Sanctity at Keezha Mattaiyan has been well maintained over several generations

Sunday’s Heritage Walk organised by the Dhan Foundation, in association with the Indian National Trust for Art and Cultural Heritage and Madurai Travel Club, took the participants to Keezha Mattaiyan village on the southern bank of the Vaigai, near Melakkal, where discipline has become a way of life.

Vehicles entering the village are asked to be parked at a place from where the visitors are to walk without their footwear. The Valagurunathaswamy Temple, popularly known as Karuppasamy Temple and Angala Parameswari Temple, is a few metres away from this point.

The presiding deity commands awe among the villagers. “All the decisions taken in my life are guided by the Chiththan inside the temple,” says 55-year-old Mariappan. The ‘Chiththan’ is the ‘Siddhar,’ who is believed to have attained ‘jeeva samadhi’ inside the temple many years ago. An idol is kept inside the mantap covering his ‘samadhi’ in a structure resembling a house. People residing on the streets carry their footwear on hand till they cross the temple.

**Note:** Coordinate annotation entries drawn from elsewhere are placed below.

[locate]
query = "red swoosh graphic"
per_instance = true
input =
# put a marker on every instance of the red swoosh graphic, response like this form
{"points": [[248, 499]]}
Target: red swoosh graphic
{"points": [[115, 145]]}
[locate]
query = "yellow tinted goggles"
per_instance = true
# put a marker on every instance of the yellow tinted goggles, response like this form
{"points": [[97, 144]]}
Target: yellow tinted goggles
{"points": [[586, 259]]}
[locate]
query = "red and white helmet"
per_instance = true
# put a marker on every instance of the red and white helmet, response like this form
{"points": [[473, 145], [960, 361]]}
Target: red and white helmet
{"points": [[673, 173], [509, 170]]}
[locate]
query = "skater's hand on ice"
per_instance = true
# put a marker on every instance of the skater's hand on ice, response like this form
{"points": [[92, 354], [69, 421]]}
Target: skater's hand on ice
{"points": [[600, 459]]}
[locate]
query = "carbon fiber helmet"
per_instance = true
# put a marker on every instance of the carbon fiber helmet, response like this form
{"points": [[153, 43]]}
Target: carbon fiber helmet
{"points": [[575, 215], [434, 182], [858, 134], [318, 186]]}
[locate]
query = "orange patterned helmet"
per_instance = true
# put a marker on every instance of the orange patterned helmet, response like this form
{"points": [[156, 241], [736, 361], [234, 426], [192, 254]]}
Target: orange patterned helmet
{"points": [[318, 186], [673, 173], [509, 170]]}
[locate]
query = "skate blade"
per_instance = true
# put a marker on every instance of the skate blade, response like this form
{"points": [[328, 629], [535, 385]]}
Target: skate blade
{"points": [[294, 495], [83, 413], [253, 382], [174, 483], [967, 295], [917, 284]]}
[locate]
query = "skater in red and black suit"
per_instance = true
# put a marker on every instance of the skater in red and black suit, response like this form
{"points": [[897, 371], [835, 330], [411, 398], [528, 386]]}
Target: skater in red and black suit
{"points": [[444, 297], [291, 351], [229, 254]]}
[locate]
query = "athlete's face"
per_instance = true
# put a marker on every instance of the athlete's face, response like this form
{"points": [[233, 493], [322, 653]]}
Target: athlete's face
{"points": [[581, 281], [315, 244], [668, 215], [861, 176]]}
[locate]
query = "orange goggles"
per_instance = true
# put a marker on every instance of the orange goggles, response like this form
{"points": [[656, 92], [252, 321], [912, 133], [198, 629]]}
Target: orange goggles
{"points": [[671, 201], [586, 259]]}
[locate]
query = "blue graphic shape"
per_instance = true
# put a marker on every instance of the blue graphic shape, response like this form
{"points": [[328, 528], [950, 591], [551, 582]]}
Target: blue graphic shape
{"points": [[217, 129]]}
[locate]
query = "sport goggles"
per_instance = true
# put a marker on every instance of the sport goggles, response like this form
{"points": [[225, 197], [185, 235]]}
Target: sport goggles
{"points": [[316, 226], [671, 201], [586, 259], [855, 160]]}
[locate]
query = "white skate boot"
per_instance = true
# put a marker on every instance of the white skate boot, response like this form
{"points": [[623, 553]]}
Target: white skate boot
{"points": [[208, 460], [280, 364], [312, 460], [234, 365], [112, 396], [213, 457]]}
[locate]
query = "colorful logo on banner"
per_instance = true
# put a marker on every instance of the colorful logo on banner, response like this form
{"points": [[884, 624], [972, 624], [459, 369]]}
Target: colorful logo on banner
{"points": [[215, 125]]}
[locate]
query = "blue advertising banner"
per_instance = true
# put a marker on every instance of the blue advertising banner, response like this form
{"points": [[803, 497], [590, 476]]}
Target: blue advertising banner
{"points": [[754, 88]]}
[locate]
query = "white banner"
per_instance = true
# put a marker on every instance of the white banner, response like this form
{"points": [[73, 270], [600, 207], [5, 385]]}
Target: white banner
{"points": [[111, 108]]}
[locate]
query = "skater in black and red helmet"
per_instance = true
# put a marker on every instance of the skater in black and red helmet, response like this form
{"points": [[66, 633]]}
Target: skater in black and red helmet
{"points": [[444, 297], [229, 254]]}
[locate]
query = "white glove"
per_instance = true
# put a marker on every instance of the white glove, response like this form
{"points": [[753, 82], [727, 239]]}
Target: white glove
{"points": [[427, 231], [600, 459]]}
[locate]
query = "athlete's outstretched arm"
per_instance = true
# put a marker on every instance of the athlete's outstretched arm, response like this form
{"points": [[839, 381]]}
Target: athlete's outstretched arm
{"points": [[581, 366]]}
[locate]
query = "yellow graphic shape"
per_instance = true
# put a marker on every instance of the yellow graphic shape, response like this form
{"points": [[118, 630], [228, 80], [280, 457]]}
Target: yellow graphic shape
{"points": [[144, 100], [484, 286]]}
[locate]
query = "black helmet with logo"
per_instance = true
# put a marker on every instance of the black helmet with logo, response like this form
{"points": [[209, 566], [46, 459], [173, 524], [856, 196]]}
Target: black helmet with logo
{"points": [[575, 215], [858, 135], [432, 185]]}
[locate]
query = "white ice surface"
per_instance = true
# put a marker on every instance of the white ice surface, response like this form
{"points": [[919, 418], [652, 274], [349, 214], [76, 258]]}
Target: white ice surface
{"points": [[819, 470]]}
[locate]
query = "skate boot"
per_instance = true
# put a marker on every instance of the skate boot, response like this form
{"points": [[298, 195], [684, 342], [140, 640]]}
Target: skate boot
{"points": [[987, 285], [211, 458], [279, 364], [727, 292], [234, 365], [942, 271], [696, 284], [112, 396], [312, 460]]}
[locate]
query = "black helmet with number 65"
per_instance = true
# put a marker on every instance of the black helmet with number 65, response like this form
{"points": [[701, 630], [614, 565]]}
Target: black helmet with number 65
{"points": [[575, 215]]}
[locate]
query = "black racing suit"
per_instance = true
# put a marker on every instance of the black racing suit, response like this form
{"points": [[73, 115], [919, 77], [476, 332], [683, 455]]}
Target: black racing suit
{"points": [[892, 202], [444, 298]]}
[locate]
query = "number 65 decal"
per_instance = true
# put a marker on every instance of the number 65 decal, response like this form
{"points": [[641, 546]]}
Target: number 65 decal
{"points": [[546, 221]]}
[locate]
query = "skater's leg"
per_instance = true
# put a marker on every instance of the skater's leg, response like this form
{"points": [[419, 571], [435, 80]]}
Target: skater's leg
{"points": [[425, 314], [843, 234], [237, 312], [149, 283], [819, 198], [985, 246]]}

The sanctity of the residential area beyond the temple has been well maintained over several generations. “If we enter the village after a trip away we first wash our clothes before entering our home,” says Muthulakshmi. In the event of death of a person at home, the front entrance is not used, even by children.

Only the back door is used for entry and exit. The liquor shop operated by the Tamil Nadu State Marketing Corporation is far away and if any resident gets drunk he quietly enters his home without making any noise. It is rare to find people smoking in the village, which is in close proximity to Thenur where there is a self-imposed ban on drinking and smoking.

Theft is a rarity in the village. “You leave Rs one lakh at the ‘manthai’ in front of the temple, where people congregate, and you will still find it lying there after a week,” say the villagers. However, Keezha Mattaiyan adopts a traditional way of identifying culprits in the event of theft, though rare.

The temple priest, who is the de facto judge and advisor of the village, convenes a meeting of the ‘panchayat’ to hear a case of theft. The complainant and the suspect are asked to assemble before the ‘panchayat,’ which gives time for the suspect to prove his innocence.

If the suspect pleads guilty, the stolen object is quietly returned to the owner before the third meeting. The ‘final hearing’ happens at the third meeting before which both the parties are asked to bathe in the village tank. The priest by now is able to read the guilt on the face of the suspect and pronounces a ‘judgement’ in favour of the complainant.

In the absence of a ‘verdict,’ the suspect is asked to dip his hand in boiling ghee. “But this seldom happens,” says Ms. Muthulakshmi. People from neighbouring villages come to Keezha Mattaiyan to retrieve stolen property.

R. Venkatraman, former Professor, Madurai Kamaraj University, says that discipline is the hallmark of the residents of the village, who belong to Mutharayar caste. Mutharayars once ruled the region from Thanjavur to Tirumayam but were displaced once the Imperial Cholas became supreme. They came to settle down in villages like Keezha Mattaiyan in the tenth century.

V. Vedachalam, senior epigraphist, says that the stone inscription found in the village speaks about the donation of a piece of land to the temple during the period of Maravarman Sundarapandian, better known as ‘Maduraiyai Meetta Sundarapandian’ (1216-1238 AD). The inscription provides a list of taxes waived for the land, the income from which is to be used for maintenance of the temple.